His Lordship's True Lady (True Gentlemen #4)(35)



Miss Ferguson loosened the ribbons of her straw hat. “Young men can be scoundrels.”

The insult she’d been dealt in Hessian’s club came to mind. Perhaps Worth could be convinced to ruin Islington.

And all of his lordship’s drunken little friends too.

“A young man can also be gullible as hell,” Hessian said, “and competitive with his only brother. Increasingly, the young lady found comfort in my embrace—great, strapping bastion of male thick-headedness that I was. She would cry and fret, which required that even a brute such as I stroke her hair, pat her back, and lend her my handkerchief, all the while battling such thoughts as a gallant knight never admits save to his confessor.”

“You are not a brute.”

Which left great, strapping, and thick-headed. “I was a self-important prig. Worth came upon the young lady and me in an embrace that was innocent on my part and entirely calculated on hers. She’d escalated her accusations, claiming that she was with child and Worth had refused to marry her. She was begging me to save her good name, and then Worth stumbled upon us.”
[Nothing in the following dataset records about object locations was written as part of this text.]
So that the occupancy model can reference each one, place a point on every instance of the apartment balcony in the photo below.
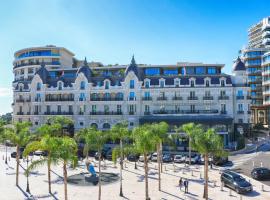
(192, 98)
(59, 99)
(106, 113)
(185, 111)
(208, 98)
(223, 98)
(58, 113)
(162, 98)
(147, 98)
(106, 99)
(240, 112)
(175, 98)
(240, 97)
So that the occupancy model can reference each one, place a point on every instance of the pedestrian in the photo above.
(180, 183)
(185, 185)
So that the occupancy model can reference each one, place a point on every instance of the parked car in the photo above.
(260, 173)
(133, 157)
(167, 158)
(235, 182)
(178, 158)
(14, 154)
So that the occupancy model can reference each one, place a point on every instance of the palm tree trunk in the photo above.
(99, 176)
(17, 164)
(49, 173)
(121, 168)
(65, 179)
(159, 174)
(205, 193)
(189, 150)
(146, 176)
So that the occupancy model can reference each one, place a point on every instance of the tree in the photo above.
(66, 152)
(160, 131)
(120, 132)
(145, 143)
(207, 143)
(96, 140)
(19, 135)
(189, 129)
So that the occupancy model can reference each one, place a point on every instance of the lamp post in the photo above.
(27, 177)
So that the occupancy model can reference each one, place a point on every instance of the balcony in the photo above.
(240, 112)
(185, 111)
(58, 113)
(223, 97)
(175, 98)
(147, 98)
(192, 98)
(161, 98)
(106, 99)
(208, 98)
(106, 113)
(239, 97)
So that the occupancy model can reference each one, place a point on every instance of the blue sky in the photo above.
(156, 31)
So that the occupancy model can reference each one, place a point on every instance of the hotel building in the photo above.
(51, 81)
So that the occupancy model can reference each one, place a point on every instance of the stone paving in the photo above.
(133, 184)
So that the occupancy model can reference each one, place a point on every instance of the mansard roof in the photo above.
(132, 67)
(85, 69)
(239, 65)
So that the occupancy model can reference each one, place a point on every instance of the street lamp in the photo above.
(27, 176)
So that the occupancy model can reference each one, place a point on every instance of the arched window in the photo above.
(94, 125)
(38, 86)
(106, 126)
(82, 87)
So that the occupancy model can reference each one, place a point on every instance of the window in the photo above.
(200, 70)
(152, 71)
(60, 86)
(162, 83)
(207, 83)
(131, 84)
(107, 84)
(211, 70)
(132, 96)
(170, 72)
(147, 84)
(82, 85)
(38, 86)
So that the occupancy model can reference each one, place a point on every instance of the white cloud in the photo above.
(5, 92)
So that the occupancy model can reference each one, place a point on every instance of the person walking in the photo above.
(180, 183)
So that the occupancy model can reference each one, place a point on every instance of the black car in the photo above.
(260, 173)
(235, 182)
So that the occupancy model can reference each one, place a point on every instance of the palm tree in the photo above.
(207, 142)
(120, 132)
(160, 131)
(145, 143)
(189, 129)
(66, 152)
(48, 144)
(96, 140)
(19, 135)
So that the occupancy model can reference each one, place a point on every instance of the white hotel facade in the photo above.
(50, 81)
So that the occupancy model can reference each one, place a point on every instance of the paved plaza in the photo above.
(133, 183)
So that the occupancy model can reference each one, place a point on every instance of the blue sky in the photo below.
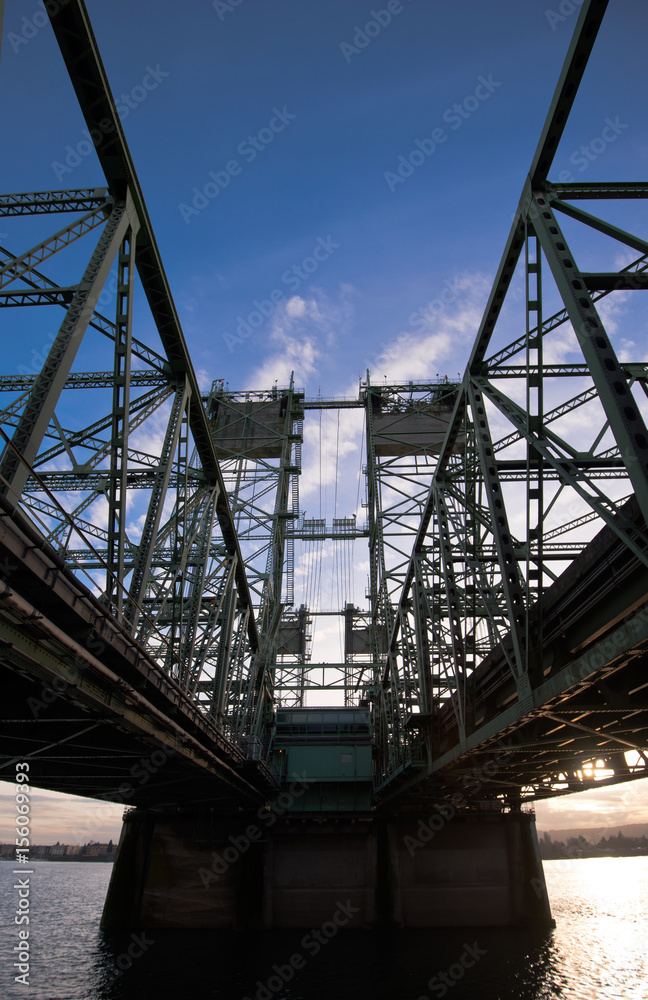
(267, 135)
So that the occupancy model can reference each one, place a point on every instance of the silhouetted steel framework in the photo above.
(496, 628)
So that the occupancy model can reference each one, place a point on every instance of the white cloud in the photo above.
(301, 330)
(448, 326)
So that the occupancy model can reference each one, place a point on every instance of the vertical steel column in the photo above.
(535, 464)
(118, 477)
(146, 548)
(626, 421)
(510, 574)
(49, 384)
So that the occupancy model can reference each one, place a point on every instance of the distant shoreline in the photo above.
(82, 860)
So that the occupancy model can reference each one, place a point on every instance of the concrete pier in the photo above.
(185, 870)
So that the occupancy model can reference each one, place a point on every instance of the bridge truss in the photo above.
(506, 511)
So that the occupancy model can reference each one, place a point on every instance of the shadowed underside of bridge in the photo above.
(502, 656)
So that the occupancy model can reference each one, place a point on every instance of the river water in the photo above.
(596, 952)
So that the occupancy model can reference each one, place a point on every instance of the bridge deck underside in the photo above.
(87, 706)
(589, 703)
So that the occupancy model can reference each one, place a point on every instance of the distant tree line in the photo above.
(613, 846)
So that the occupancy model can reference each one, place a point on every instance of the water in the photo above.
(596, 952)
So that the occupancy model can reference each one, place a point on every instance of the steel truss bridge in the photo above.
(505, 632)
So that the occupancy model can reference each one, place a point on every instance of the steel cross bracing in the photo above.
(124, 481)
(506, 511)
(538, 457)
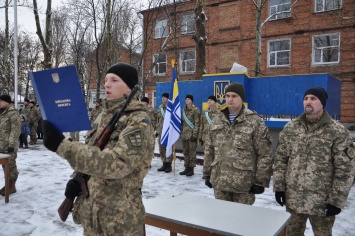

“This qualifies as a painful memory all around.”

“Also as melodrama, though I could not see that at the time. Worth marched off in high dudgeon, convinced I’d dangled my title before the love of his life. Papa said to marry the girl and leave Worth to sort out his temper on his own, and I said… I said, ‘Of course, Papa.’”

“Your brother hadn’t trifled with her?”

“He’d barely stolen a few kisses. Her falsehoods became obvious in due time, and Worth and I have put it behind us, but one has regrets.”

Hessian regretted the tree root digging into his hip, so he sat up and found himself a mere foot from Miss Ferguson.

“What are they doing now?” she asked, shading her eyes. Both children were prone in the grass, the rabbits forgotten a few yards away.

“Probably looking for lucky clovers, or perhaps studying life from a rabbit’s-eye view.” The view from Hessian’s half of the blanket was pretty and thoughtful.

“Your brother apparently came right eventually,” she said. “He’s reported to have done quite well for himself.”

“Worth is arse over teakettle in love with his wife, if that’s what you mean.” Also with his daughter, his niece, his dog… his life.

“I meant…” Miss Ferguson glanced around. “Financially. Worth Kettering is a nabob. All London knows it. The rumor is, he’s even done a good turn for King George, who spends money faster than it can be minted.”

Worth had done several good turns for the sovereign, about which one was enjoined to remain silent. “My brother left Grampion Hall rich in injured pride. He was determined to make his own way, and having a full complement of Kettering determination, he achieved that end spectacularly.”

Hessian was close enough to the lady to get a hint of her fragrance—daffodils, an innocent, happy scent.

“You are proud of your brother.”

“Obnoxiously so.”

She watched the children, who were doubtless exchanging girlish confidences while enjoying the fresh air.

“You should know that my Uncle Walter seeks to do business with your brother. He hopes to curry Worth Kettering’s favor by offering agreeable companionship in the form of myself to the nabob’s older brother.”

Miss Ferguson’s disclosure smacked of intrigue, guile, and deceit, which Hessian would sort out later. If Walter Leggett sought to manipulate either Kettering brother, he was doomed to disappointment.

“What do you seek, Lily Ferguson?”

Now, she faced him. “To spend time in the company of a man whom I esteem, while ensuring an orphaned little girl whom I care about—despite all sense to the contrary—also has a pleasant outing.”

Hessian was growing to loathe the word esteem. Esteem was not liking, desire, passion, friendship… Esteem was a hedge into which shy rabbits dodged when they had no wish to be involved in drama, and yet, Hessian had used the word himself.

Miss Ferguson was on her feet without giving Hessian a chance to assist her. “Those girls will get grass stains all over their pinafores. If you’d hand me the ball, please?”

He retrieved the ball from her reticule and tossed it to her. She caught it with her left hand and marched off toward the children.

“Ladies, it’s time to work on our athletic skills!” She fired the ball across the grass with as much skill and accuracy as Hessian had encountered on the cricket pitches at public school.

The girls were on their feet, shrieking and chasing after the ball, while Hessian puzzled over a detail, probably to spare himself pondering Miss Ferguson’s revelation about Leggett’s scheme.

As a girl, Lily Ferguson had once fired a ball at him, straight at a location highly vulnerable to injury. The memory was as fresh as when she’d first offered the insult, because Hessian had moved at the very last instant and got a handsome bruise to the thigh.

Lily doubtless forgot the incident, but Hessian never would, and thus he was plagued by a question: When had Lily Ferguson become left-handed?

*



The front door clicked quietly closed, and barely audible footsteps passed Roberta Braithwaite’s parlor. She waited until those footsteps had started up the stairs—the third stair creaked—before speaking.